US 12,131,230 B1
	Feature equivalence and document abnormality threshold determination
Daniel Scofield, Portland, OR (US); and Craig Miles, Beaverton, OR (US)
Assigned to Assured Information Security, Inc., Rome, NY (US)
Filed by Assured Information Security, Inc., Rome, NY (US)
Filed on Aug. 4, 2020, as Appl. No. 16/984,648.
Claims priority of provisional application 62/964,885, filed on Jan. 23, 2020.
Int. Cl. G06N 20/00 (2019.01); G06F 16/906 (2019.01); G06F 21/50 (2013.01)
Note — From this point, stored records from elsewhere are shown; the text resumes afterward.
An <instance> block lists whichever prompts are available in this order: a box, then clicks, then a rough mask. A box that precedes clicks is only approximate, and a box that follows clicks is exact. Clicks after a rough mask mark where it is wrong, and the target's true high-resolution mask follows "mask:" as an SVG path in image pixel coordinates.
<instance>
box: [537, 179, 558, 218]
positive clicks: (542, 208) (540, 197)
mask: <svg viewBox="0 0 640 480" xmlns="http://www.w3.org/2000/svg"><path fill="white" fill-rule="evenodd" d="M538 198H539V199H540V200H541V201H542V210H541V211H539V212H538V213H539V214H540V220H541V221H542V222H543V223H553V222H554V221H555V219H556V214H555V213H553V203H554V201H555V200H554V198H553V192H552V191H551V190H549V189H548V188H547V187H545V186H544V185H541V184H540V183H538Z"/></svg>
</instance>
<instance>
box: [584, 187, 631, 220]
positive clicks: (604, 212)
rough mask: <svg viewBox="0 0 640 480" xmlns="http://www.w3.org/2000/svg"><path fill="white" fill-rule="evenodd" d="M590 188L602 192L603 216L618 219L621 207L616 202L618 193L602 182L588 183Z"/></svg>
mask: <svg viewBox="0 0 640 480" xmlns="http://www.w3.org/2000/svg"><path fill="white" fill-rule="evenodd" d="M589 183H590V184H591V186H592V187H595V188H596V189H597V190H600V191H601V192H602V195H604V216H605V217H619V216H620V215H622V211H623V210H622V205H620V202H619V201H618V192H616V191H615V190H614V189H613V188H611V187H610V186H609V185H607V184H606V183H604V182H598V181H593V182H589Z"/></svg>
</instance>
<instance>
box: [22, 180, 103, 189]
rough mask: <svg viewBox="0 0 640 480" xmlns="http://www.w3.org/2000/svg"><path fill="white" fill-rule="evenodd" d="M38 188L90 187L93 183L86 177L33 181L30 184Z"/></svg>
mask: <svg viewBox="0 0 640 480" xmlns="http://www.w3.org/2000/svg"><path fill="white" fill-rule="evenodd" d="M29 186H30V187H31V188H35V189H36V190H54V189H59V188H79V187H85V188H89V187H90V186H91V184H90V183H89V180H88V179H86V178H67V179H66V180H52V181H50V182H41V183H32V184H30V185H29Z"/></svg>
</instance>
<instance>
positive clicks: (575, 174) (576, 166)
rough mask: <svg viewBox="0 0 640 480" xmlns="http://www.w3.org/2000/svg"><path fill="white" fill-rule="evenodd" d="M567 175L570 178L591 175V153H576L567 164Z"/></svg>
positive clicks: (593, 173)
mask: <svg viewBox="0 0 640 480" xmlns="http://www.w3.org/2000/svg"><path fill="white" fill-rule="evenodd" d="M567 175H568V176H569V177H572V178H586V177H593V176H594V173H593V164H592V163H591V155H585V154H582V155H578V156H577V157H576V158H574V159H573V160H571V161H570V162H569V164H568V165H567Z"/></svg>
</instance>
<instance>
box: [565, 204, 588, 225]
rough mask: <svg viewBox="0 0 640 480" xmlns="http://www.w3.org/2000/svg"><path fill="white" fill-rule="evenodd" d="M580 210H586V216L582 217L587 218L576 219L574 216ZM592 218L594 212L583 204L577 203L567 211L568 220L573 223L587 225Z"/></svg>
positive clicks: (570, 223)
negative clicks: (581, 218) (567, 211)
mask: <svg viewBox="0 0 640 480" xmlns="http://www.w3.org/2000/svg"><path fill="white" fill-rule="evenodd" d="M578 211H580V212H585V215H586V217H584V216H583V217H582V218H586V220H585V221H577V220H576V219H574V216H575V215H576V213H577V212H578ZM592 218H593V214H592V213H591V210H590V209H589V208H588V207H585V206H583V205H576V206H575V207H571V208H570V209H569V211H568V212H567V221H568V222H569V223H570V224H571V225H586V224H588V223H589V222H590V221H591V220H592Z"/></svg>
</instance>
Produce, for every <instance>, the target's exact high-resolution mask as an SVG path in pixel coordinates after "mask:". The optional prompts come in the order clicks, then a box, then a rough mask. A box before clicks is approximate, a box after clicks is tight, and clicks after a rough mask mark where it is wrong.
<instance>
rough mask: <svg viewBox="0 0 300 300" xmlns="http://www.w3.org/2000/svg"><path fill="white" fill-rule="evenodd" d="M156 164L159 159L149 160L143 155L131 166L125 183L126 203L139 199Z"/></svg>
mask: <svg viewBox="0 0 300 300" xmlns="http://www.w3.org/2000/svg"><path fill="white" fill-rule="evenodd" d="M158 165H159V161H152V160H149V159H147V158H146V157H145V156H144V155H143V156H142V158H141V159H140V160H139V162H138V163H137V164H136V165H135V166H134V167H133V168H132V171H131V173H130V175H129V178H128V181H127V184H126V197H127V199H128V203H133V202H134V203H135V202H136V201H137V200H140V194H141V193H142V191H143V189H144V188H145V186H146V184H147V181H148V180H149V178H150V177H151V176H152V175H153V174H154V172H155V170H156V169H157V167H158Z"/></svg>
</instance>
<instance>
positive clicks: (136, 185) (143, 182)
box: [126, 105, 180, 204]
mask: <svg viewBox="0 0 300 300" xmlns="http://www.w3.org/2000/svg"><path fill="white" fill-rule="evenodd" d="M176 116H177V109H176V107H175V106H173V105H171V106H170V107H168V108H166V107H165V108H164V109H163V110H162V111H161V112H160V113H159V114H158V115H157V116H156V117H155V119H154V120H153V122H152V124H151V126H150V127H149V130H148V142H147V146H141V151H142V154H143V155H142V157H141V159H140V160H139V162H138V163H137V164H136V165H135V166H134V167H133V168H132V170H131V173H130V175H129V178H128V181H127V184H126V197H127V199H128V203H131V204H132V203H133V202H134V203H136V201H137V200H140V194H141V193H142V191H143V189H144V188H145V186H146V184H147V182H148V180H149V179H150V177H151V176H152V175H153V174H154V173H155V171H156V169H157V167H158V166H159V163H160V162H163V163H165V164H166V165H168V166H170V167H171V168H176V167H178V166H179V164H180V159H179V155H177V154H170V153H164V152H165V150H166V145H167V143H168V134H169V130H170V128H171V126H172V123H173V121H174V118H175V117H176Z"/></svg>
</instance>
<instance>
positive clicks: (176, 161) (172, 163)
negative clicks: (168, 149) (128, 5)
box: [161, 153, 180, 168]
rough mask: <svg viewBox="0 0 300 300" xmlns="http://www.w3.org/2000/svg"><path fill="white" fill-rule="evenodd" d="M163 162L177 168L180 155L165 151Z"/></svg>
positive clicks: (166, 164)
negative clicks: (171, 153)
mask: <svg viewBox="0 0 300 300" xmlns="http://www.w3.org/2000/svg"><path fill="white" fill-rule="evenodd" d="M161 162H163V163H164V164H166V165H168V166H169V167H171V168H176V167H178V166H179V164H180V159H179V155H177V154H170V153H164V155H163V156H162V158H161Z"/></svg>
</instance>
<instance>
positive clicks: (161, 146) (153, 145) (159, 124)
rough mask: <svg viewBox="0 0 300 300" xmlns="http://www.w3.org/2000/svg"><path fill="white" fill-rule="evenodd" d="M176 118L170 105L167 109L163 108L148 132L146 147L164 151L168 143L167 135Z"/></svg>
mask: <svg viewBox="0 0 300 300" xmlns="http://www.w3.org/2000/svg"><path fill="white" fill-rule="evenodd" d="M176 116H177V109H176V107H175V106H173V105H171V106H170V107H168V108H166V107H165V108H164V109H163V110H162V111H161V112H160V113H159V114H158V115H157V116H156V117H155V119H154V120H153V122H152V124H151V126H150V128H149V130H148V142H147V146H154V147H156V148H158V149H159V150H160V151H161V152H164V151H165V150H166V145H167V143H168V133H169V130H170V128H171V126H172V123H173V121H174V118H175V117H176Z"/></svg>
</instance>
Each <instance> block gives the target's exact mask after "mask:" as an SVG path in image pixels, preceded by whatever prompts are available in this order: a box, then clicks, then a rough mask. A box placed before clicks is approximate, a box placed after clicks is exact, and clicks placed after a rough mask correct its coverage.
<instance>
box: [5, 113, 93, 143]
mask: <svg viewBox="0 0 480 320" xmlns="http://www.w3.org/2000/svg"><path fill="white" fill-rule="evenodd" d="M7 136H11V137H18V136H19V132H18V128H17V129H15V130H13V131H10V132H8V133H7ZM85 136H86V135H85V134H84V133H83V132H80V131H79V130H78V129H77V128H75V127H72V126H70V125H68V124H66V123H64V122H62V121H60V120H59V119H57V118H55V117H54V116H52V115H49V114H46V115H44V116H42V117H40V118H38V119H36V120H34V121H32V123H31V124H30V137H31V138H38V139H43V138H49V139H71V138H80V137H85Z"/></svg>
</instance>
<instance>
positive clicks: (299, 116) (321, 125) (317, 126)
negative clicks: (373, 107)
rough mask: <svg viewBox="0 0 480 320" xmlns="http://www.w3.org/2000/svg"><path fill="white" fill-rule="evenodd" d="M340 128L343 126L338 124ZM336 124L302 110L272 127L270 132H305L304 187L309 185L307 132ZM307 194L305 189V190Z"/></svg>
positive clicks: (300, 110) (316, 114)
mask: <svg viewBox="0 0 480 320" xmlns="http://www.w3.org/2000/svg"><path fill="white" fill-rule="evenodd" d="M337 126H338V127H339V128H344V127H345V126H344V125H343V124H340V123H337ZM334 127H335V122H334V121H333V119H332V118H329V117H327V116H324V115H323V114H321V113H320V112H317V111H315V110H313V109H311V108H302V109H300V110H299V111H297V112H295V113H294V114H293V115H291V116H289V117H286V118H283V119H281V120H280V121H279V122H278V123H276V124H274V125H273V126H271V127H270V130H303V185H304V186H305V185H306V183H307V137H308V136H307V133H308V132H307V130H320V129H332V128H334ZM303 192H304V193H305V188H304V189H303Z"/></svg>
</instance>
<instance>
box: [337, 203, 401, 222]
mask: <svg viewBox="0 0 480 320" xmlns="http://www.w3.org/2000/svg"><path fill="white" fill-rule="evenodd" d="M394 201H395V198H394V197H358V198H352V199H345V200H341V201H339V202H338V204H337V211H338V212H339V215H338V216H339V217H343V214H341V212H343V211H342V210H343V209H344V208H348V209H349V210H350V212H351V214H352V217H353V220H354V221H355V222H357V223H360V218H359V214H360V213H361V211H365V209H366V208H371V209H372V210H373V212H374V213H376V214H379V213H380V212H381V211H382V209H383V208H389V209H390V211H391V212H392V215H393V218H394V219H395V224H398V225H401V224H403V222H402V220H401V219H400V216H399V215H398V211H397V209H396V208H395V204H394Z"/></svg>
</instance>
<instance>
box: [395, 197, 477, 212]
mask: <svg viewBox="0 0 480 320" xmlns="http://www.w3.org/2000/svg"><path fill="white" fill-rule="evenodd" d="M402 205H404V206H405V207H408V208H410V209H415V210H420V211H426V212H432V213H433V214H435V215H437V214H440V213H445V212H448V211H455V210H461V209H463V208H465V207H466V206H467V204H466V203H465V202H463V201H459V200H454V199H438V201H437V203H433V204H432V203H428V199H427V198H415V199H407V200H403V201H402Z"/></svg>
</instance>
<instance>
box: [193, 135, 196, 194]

CPC G06N 20/00 (2019.01) [G06F 16/906 (2019.01); G06F 21/50 (2013.01)]

20 Claims

1. A computer-implemented method comprising:

selecting a feature merging threshold (α), from a set of candidate α values, the set comprising multiple α values, and the feature merging threshold α being for determining equivalence between two features, wherein the selecting considers all of the multiple α values together in training respective model whitelists for the multiple α values, and wherein the selecting comprises:

partitioning training data into a plurality of groups;

establishing a respective model W_α for each α value of the set of candidate α values, the establishing producing multiple model W_α, each corresponding to an α value of the multiple α values;

iteratively performing, using α training set:

selecting a next group of training data of the plurality of groups of training data;

adding the selected next group of training data to the training set;

for each α value in the set of candidate α values:

training the W_α for the α value using the training set with the added selected next group of training data, wherein the training comprises (i) monitoring, by hooking machine instructions executing on a system, function calls invoked by an application based on the application opening and rendering documents of the training set, and (i) merging features, determined from the monitoring, according to the α value, to produce the trained W_α for the α value; and

evaluating a size of W_α, the size comprising a number of features included in the model after the training the W_α for the α value using the training set with the added selected next group of training data;

wherein whether to continue the iteratively performing is based at least in part on the evaluated size of every W_α for the set of candidate α values as a result of the training; and

choosing the feature merging threshold α based on the iteratively performing.